Eran dedos largos y pálidos, del blanco más puro y suavidad extrema. Sus uñas, bien cuidadas y redondeadas casi parecían ser de mármol mientras que el aroma procedente de estas resultaba dulce, tremendamente tentador. Esas manos no eran de Sebastian. Todavía anclado en el suelo y con las mejillas rozando los barrotes, deslizó su mirada por los brazos desconocidos, apreciando una elegante camisa blanca adentrándose en la oscuridad, varios mechones largos y rubios cayendo sobre su torso hasta casi rozarle los costados. Aunque intentó ver más allá, el sujeto terminó inclinándose sobre Ciel privándole toda visión. Sintió su cariñosa risa próxima al oído. Los sonidos externos habían desaparecido al igual que cualquier tonalidad diferente a blanco y negro. Algo en él le indicó precaución, temor, pero a la par una tremenda tranquilidad casi paradisíaca. Rindiéndose a su olor y tacto, el joven cerró los ojos.

 

—  Mi dulce niño…  Pronto, muy pronto estaremos juntos y te rendirás a mí.

 

Para Ciel aquella voz tenía toques dorados y enigmáticos.

 

Dos insistentes golpes procedentes de la puerta le despertaron con tal brusquedad que temió caerse del asiento. Los cabellos del conde, completamente despeinados, no hicieron justicia al resto de su arrugado atuendo cuando intentó mantener cierta dignidad.
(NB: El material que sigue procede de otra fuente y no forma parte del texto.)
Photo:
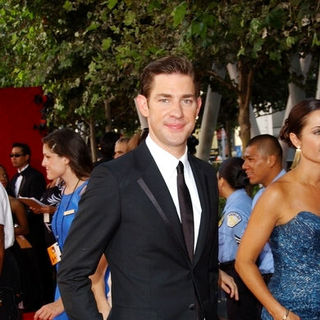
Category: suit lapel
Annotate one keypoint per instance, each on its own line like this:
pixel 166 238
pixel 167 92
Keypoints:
pixel 155 188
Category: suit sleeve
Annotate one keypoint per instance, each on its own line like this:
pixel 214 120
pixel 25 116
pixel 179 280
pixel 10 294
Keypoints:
pixel 90 233
pixel 214 272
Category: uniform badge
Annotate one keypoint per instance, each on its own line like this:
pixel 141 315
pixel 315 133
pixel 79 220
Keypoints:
pixel 233 219
pixel 220 221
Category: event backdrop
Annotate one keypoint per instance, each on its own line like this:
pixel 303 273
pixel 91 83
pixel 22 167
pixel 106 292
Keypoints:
pixel 20 121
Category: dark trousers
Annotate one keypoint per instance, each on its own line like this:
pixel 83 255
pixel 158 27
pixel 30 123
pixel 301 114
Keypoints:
pixel 9 288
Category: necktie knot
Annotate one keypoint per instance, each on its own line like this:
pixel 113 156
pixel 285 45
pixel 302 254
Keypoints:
pixel 180 168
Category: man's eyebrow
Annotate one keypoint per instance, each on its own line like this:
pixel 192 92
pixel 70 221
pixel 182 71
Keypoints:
pixel 167 95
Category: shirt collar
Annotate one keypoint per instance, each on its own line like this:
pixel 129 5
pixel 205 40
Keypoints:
pixel 24 168
pixel 166 162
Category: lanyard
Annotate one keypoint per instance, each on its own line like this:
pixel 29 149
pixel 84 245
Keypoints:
pixel 66 209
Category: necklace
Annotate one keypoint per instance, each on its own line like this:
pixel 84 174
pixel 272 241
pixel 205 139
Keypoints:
pixel 74 189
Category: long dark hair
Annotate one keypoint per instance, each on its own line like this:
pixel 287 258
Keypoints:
pixel 297 119
pixel 69 144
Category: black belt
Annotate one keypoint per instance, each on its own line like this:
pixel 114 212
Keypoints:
pixel 225 266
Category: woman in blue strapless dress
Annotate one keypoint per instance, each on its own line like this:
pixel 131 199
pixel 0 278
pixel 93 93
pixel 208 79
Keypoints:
pixel 288 215
pixel 65 156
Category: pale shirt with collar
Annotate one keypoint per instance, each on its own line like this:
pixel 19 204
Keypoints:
pixel 19 180
pixel 6 218
pixel 167 165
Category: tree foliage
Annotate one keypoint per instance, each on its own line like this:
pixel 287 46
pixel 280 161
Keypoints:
pixel 89 53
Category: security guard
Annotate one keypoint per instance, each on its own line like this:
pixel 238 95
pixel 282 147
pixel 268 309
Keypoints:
pixel 231 182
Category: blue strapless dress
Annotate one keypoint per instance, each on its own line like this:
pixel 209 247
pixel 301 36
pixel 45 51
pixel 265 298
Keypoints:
pixel 296 279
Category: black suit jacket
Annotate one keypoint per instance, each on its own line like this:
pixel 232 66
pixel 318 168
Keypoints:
pixel 127 213
pixel 33 183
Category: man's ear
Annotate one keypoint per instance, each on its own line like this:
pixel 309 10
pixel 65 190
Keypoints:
pixel 199 102
pixel 272 159
pixel 142 105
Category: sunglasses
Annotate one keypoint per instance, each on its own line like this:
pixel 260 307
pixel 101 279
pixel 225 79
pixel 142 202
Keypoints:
pixel 15 155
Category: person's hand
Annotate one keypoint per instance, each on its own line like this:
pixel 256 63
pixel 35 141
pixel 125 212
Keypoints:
pixel 228 285
pixel 44 209
pixel 49 311
pixel 291 316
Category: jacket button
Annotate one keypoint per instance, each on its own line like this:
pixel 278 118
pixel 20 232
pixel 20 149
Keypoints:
pixel 191 306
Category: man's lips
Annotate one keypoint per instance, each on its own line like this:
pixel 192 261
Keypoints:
pixel 175 126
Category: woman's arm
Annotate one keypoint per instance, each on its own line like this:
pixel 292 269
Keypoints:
pixel 49 311
pixel 227 284
pixel 99 287
pixel 264 218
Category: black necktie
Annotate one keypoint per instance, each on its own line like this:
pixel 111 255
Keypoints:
pixel 186 211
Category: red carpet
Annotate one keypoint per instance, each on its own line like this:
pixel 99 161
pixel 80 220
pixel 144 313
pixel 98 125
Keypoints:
pixel 28 316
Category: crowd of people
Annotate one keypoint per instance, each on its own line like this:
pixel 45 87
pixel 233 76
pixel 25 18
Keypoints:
pixel 137 234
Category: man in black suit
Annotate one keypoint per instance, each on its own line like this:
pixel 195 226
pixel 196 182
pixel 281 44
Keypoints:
pixel 27 182
pixel 36 270
pixel 163 258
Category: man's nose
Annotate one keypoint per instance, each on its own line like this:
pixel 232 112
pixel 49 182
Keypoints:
pixel 176 109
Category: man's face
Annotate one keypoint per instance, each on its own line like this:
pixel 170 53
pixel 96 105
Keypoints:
pixel 18 159
pixel 255 165
pixel 171 109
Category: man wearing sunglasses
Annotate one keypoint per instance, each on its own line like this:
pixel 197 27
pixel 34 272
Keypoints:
pixel 28 182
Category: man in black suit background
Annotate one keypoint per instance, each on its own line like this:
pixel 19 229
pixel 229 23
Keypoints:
pixel 161 247
pixel 34 264
pixel 27 182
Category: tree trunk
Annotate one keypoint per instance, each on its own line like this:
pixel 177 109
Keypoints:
pixel 209 119
pixel 318 84
pixel 298 67
pixel 244 97
pixel 93 145
pixel 107 112
pixel 254 131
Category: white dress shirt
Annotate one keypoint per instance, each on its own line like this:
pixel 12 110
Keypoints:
pixel 19 180
pixel 167 165
pixel 6 218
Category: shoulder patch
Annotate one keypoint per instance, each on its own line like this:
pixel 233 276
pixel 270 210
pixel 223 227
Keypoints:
pixel 233 219
pixel 220 221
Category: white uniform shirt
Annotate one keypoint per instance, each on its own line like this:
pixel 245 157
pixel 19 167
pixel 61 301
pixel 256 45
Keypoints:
pixel 167 165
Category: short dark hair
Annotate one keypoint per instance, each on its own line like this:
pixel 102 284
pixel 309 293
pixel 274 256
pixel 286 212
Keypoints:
pixel 69 144
pixel 297 119
pixel 267 144
pixel 23 146
pixel 231 170
pixel 106 145
pixel 167 65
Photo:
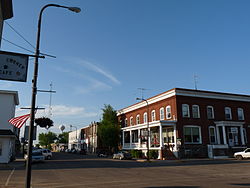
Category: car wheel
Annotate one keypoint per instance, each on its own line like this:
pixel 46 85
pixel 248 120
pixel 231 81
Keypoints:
pixel 239 157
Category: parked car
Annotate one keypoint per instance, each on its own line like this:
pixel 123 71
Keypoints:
pixel 122 155
pixel 37 156
pixel 46 153
pixel 243 154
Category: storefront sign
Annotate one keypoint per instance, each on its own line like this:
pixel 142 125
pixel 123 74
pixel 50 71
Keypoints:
pixel 13 66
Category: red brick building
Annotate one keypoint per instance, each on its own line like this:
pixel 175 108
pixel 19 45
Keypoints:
pixel 188 123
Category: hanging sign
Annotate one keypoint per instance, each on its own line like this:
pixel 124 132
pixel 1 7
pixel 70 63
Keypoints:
pixel 13 66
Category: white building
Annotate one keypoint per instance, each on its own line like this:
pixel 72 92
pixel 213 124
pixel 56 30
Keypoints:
pixel 8 133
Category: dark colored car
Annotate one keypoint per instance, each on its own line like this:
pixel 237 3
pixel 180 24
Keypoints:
pixel 122 155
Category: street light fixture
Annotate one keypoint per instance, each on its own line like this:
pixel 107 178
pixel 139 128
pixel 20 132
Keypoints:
pixel 34 89
pixel 142 99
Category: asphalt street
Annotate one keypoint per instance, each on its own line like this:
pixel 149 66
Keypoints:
pixel 72 170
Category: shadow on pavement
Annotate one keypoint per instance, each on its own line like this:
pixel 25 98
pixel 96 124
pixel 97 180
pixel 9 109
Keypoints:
pixel 72 161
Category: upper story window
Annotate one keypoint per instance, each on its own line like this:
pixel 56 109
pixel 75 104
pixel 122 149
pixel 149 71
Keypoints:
pixel 196 111
pixel 153 115
pixel 240 114
pixel 212 135
pixel 185 110
pixel 131 121
pixel 192 134
pixel 168 112
pixel 162 113
pixel 210 112
pixel 145 117
pixel 138 119
pixel 126 122
pixel 228 113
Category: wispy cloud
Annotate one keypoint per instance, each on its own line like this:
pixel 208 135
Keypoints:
pixel 95 68
pixel 94 85
pixel 61 111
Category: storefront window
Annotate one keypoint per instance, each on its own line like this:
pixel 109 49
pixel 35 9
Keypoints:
pixel 1 148
pixel 143 134
pixel 134 136
pixel 155 137
pixel 192 135
pixel 127 137
pixel 168 135
pixel 212 135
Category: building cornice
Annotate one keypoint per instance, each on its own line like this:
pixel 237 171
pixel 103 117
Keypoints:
pixel 187 93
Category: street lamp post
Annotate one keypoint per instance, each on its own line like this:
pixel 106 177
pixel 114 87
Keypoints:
pixel 76 130
pixel 142 99
pixel 34 90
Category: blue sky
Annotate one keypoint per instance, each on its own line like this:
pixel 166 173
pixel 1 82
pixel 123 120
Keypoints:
pixel 113 47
No podía creer que el sueño terminara venciéndole y más, prácticamente recostado sobre un escritorio como si se tratase de cualquier estudiante rebelde.

Carraspeando hizo pasar a Sebasatian cuando todavía estaba limpiándose los labios húmedos. Si este notó su estado, prefirió no decir nada, aunque visible era la burla centelleante de sus ojos astutos.

 

—  Ya está todo listo, joven amo. — Dijo de forma sosegada. Inconscientemente Ciel frunció el ceño, pensativo. Al contrario que el hombre de sus sueños, si debía clasificar  la tonalidad vocal del mayordomo en colores, era pura plata: fría, clara, hermosa. Ante su silencio, Sebastian se dispuso a avanzar.

 

—  Marchemos entonces. — Respondió al fin, alzándose completamente ajeno al propio aspecto.

 

Cuando pasó con el porte casi real junto a su sirviente, este no pudo evitar reír entre dientes contra la mano enguantada antes de seguirle.